No, de Blasio didn’t poke the questioner in the eye or put his fist through his fedora.
He did worse.
With a week’s worth of snark and sniffling, de Blasio managed to:
a) Insult every charter student who did well on the state exams by saying they were trained to score well, like puppies are trained to do tricks;
b) Denigrate the hard work put in by hundreds of school teachers; and
c) Tell thousands of mostly black and lower-income city parents their children’s accomplishments were a fraud.
He even referred to kids in city schools as “our children.” Meaning charter school students are whose children, exactly?
He’d obviously rather have a tooth pulled by a team of horses than give charters some credit, especially ones part of a certain (highly successful) network.
The mayor’s views are his prerogative, but when all is said and done de Blasio will find himself on the wrong side of history.
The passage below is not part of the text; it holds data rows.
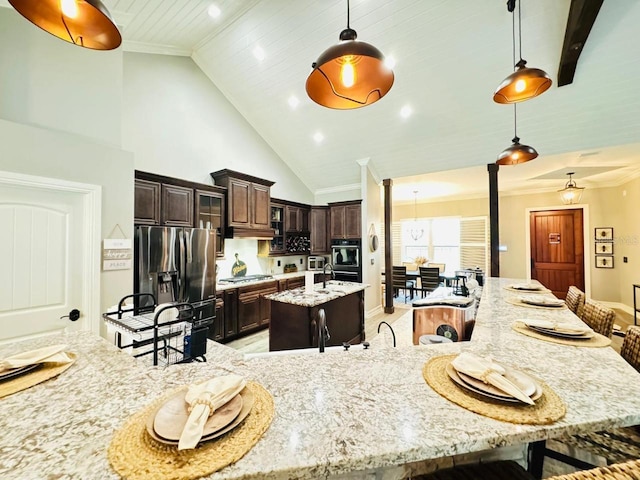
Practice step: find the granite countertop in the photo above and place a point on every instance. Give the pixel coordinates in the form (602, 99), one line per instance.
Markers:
(349, 414)
(220, 287)
(321, 294)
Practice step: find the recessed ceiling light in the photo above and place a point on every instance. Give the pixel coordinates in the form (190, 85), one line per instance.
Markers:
(293, 101)
(406, 111)
(258, 52)
(214, 11)
(390, 62)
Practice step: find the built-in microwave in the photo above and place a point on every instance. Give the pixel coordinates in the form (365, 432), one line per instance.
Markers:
(315, 263)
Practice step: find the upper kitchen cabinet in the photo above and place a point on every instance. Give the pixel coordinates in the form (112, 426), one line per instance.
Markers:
(248, 204)
(160, 203)
(346, 218)
(320, 241)
(297, 219)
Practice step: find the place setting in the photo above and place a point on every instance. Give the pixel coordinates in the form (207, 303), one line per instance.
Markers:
(532, 288)
(537, 301)
(493, 389)
(563, 333)
(193, 431)
(26, 369)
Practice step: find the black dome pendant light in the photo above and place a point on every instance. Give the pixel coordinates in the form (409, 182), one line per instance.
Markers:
(516, 153)
(525, 83)
(349, 75)
(86, 23)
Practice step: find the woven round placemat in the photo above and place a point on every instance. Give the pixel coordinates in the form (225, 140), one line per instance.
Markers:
(134, 455)
(597, 341)
(548, 408)
(39, 375)
(525, 292)
(519, 303)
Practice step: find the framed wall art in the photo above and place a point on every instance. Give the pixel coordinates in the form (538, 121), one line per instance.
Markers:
(604, 248)
(604, 262)
(604, 234)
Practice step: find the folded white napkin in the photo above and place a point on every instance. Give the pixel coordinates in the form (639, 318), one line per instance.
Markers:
(558, 326)
(53, 353)
(489, 372)
(204, 399)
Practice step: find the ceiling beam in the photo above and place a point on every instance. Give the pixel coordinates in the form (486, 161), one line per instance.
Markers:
(582, 16)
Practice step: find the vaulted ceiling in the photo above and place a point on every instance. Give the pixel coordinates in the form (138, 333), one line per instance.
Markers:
(450, 56)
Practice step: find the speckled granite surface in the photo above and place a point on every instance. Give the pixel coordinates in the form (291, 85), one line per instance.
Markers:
(336, 413)
(321, 294)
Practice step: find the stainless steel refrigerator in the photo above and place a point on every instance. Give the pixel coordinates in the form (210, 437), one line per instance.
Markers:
(177, 264)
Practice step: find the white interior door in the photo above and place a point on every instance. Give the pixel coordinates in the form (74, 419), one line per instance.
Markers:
(43, 250)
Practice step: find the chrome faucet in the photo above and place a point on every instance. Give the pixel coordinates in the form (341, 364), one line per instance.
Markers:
(323, 331)
(324, 274)
(392, 332)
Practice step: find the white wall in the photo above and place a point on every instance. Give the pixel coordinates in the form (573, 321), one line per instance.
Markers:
(35, 151)
(50, 83)
(179, 124)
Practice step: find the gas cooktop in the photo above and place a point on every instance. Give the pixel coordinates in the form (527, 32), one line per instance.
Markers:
(245, 279)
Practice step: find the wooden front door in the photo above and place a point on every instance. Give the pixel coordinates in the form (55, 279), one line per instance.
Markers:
(557, 249)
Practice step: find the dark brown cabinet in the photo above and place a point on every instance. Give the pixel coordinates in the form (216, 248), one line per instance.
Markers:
(177, 206)
(346, 220)
(209, 207)
(319, 227)
(297, 219)
(217, 328)
(147, 202)
(248, 203)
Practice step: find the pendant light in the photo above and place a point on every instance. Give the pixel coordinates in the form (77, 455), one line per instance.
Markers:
(416, 232)
(571, 193)
(349, 75)
(516, 153)
(86, 23)
(525, 83)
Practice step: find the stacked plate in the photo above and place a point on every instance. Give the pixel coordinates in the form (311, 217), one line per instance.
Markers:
(527, 385)
(16, 372)
(560, 330)
(539, 301)
(166, 423)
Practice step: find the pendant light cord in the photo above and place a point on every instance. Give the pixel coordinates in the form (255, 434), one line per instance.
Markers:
(348, 14)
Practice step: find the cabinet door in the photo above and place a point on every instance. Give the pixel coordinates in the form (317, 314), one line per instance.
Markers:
(291, 217)
(265, 304)
(177, 206)
(337, 222)
(248, 311)
(261, 198)
(147, 203)
(216, 329)
(239, 202)
(352, 221)
(319, 231)
(231, 312)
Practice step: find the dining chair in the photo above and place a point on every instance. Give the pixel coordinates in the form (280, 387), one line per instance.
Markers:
(439, 266)
(510, 470)
(598, 317)
(575, 300)
(400, 282)
(429, 279)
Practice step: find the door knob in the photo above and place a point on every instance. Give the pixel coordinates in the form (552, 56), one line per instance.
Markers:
(73, 315)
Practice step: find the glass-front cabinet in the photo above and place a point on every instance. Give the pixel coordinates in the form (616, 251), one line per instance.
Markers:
(277, 223)
(210, 214)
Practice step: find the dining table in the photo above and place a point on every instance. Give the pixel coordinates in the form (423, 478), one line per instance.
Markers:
(357, 413)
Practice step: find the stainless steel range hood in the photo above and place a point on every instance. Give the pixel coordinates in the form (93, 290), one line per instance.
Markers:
(252, 233)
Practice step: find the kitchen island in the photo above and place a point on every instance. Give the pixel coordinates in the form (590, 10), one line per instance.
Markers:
(294, 315)
(352, 414)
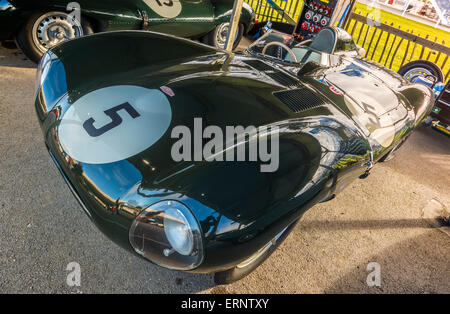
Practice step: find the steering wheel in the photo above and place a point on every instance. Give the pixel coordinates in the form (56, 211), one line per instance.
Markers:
(285, 47)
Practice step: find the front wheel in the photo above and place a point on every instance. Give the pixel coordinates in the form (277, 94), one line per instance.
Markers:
(218, 36)
(246, 267)
(43, 31)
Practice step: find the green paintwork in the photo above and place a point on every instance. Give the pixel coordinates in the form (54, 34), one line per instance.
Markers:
(322, 149)
(197, 17)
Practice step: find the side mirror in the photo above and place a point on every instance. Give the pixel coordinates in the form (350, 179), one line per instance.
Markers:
(361, 51)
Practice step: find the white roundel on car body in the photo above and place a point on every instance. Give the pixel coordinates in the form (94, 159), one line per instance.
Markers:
(165, 8)
(114, 123)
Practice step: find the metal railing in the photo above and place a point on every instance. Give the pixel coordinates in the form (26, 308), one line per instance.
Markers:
(394, 47)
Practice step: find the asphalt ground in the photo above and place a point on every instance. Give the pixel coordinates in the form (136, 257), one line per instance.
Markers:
(380, 219)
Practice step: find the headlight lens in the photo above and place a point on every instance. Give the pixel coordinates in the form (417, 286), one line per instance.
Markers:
(168, 234)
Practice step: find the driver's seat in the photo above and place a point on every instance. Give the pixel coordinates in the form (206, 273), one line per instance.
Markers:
(324, 41)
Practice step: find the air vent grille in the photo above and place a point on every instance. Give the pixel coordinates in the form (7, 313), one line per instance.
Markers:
(299, 99)
(284, 79)
(258, 65)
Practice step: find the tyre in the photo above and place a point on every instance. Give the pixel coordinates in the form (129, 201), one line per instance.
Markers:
(218, 36)
(43, 31)
(246, 267)
(412, 70)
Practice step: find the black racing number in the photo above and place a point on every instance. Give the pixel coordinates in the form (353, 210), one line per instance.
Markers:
(168, 3)
(116, 120)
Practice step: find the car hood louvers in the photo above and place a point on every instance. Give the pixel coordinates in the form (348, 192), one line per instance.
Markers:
(276, 75)
(299, 99)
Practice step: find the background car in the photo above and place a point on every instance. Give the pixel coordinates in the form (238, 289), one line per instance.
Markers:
(39, 25)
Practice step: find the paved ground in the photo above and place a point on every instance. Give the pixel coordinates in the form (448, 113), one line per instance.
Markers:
(374, 220)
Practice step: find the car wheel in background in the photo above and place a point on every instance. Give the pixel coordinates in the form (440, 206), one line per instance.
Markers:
(414, 69)
(43, 31)
(246, 267)
(218, 36)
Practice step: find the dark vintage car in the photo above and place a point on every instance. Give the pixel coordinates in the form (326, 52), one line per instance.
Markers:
(40, 25)
(108, 126)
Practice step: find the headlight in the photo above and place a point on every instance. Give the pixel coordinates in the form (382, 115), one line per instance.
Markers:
(167, 234)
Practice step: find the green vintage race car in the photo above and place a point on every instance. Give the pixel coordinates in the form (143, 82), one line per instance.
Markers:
(112, 109)
(40, 25)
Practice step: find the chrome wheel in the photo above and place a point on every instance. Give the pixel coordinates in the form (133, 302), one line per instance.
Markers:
(54, 27)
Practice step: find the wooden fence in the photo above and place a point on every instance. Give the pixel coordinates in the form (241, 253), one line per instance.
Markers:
(265, 12)
(394, 47)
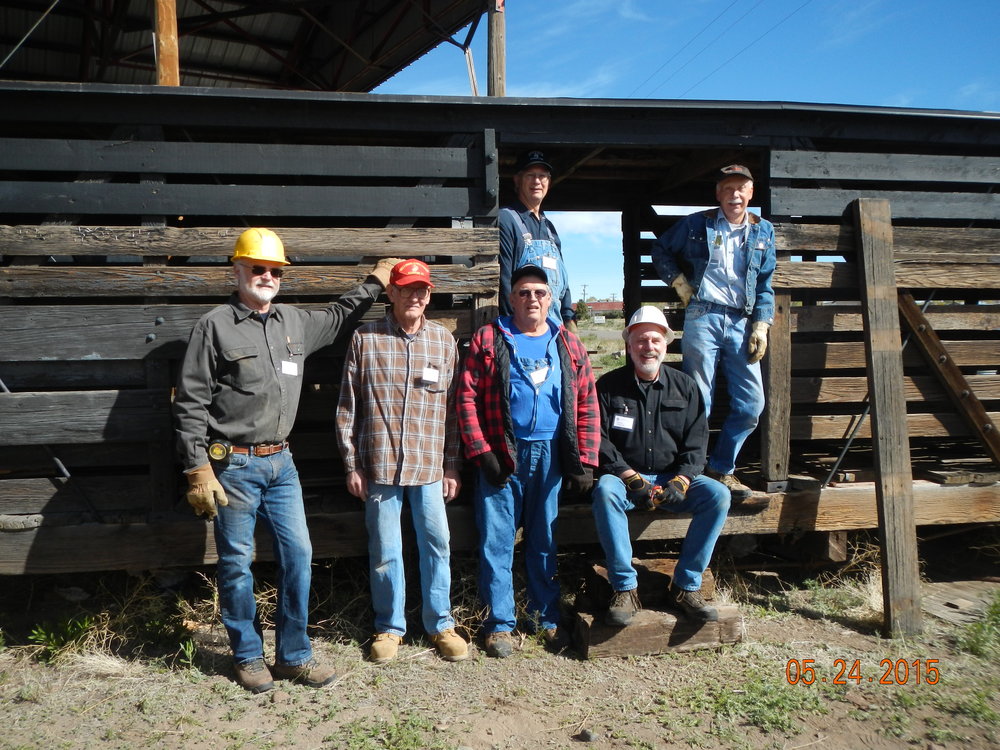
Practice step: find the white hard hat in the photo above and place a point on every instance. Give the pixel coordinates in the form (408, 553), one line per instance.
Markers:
(649, 314)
At a time when the culture is pointed toward wanting more options, he’s clutching to a centralized bureaucratic mindset that tells parents obviously unhappy with the city’s schools to “suck it up” and send their kids there anyway.
Americans who feel disserved by existing sets of rules imposed upon them by outside parties – eg, organized religion, marriage, taxi cabs, gender identification and more -- demand and are granted the right to have a say in what affects them.
Yet, the mayor will not fight for parents who opt for public schools not run by the city.
While saying he wants most to help those at the bottom, de Blasio barnacles himself to a public education system that imposes its will on people who don’t have the means or the mobility to exercise their own.
What these families do have is desire and the knowledge they can opt out. Charters – and not just the ones de Blasio considers acceptable – give them something to opt for. Charter schools give these parents power that de Blasio, for all his progressive bluster, will not.
It’s time for him to face the fact that charters are here to stay and that the new way of public education is going to include both city-run schools and charters. This is true in New York City, Washington DC, Chicago, Detroit, Miami, New Orleans, Philadelphia, Buffalo, Rochester, and more.
As Neerav Kingsland noted this weekend, charter enrollment only rises.
How can de Blasio possibly think charters won’t grow much anymore?
"People will come."
Folks are only going to get better at it. The teaching and learning in charters will continue to improve. Leaders will be grown. The sector will continue to diversify.
Expertise will build, and community roots will deepen. Charter governing boards will get better at their jobs. Parents will demand this kind of choice for their children.
People will come.
All over the country, smart educators, thinkers and do-ers are working to see that this becomes so.
Mayor de Blasio is tied to an old way. He can continue to deny this progress if he wants.
Or he could look at the performance of so many charters in the city and say:
“Look, you know I have concerns with some charters. But some of them appear to be done very well. Yes, there probably are things we can learn. We don’t have a monopoly on good ideas so we’re gonna take a look. It can only help what we do for the one million kids in the city schools.”
What’s there to lose? Even Nixon went to China.